By John Bloss, Member, Higgins Benjamin PLLC
Glenn Crossing, LLC, one of the defendants in Island Beyond, LLC v. Prime Capital Group, LLC, 2013 NCBC 51 (Oct. 30, 2013),was formed for the purpose of purchasing and owning 30 acres of investment property near Kernersville. One of Glenn Crossing’s two members (which was itself an LLC and will be referred to for simplicity as the “Managing Member”) provided capital to Glenn Crossing. Glenn Crossing’s Operating Agreement delegated responsibility for acquiring the 30 acres to a company owned by the Managing Member’s principal, Raymond Kraweic.
The Complaint filed by Glenn Crossing’s second member (the “Plaintiff”) alleged that Plaintiff assumed, but did not independently verify, that Kraweic had caused Glenn Crossing to purchase the entire 30 acres as contemplated by the parties’ agreement. Unbeknownst to the Plaintiff, however, the Managing Member acquired only 10 acres of the property for Glenn Crossing, while two companies owned by Kraweic acquired the remaining 20 acres. Seven years after Glenn Crossing was formed, Plaintiff learned that NCDOT had condemned a portion of those 20 acres, resulting in a payment of a condemnation award to Kraweic’s companies only, and leaving Glenn Crossing with no income-producing property.

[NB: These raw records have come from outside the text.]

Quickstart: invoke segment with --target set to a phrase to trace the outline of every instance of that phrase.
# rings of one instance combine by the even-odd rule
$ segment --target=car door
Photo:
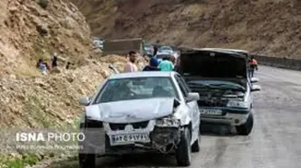
[[[184,79],[176,74],[175,79],[179,84],[180,89],[181,89],[184,98],[187,99],[189,92],[190,92],[190,89],[186,84]],[[186,101],[186,104],[189,109],[189,115],[191,117],[191,125],[192,125],[192,137],[191,140],[194,142],[199,135],[199,110],[197,101]]]

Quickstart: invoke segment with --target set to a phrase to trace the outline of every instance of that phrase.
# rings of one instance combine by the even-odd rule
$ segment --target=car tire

Business Court Judge Gale dismissed the Plaintiff’s claims for breach of fiduciary duty and fraud against the Managing Member and Kraweic. While a managing member of an LLC may “in some instances” owe the other members a fiduciary duty, no such duty arose under these circumstances where the Operating Agreement bestowed on the Managing Member “full and complete authority to manage and control . . . the properties of the Company.” The Plaintiff’s fraud-by-omission claim failed due to a failure of reasonable reliance, since the Plaintiff could have searched the public records to verify that Glenn Crossing had, in fact, purchased the 30 acres for itself.
Plaintiff’s derivative claim (that is, a claim brought by Plaintiff on behalf of Glenn Crossing) against the Managing Member for breach of fiduciary duty survived the motion to dismiss, however. Plaintiff alleged that the Managing Member had acquired the 20 acres and misdirected Glenn Crossing’s opportunities for an improper personal benefit; the Court ruled that these allegations of a breach of fiduciary duty were adequately pleaded. The Court rejected the Managing Member’s argument that the Operating Agreement eliminated any fiduciary obligation from the Managing Member to Glenn Crossing since, under North Carolina statutes governing LLCs, there can be no contractual waiver of a member’s duty to refrain from taking actions that conflict with the interest of the LLC or causing the LLC to enter into transactions in which the managing member derives an improper personal benefit.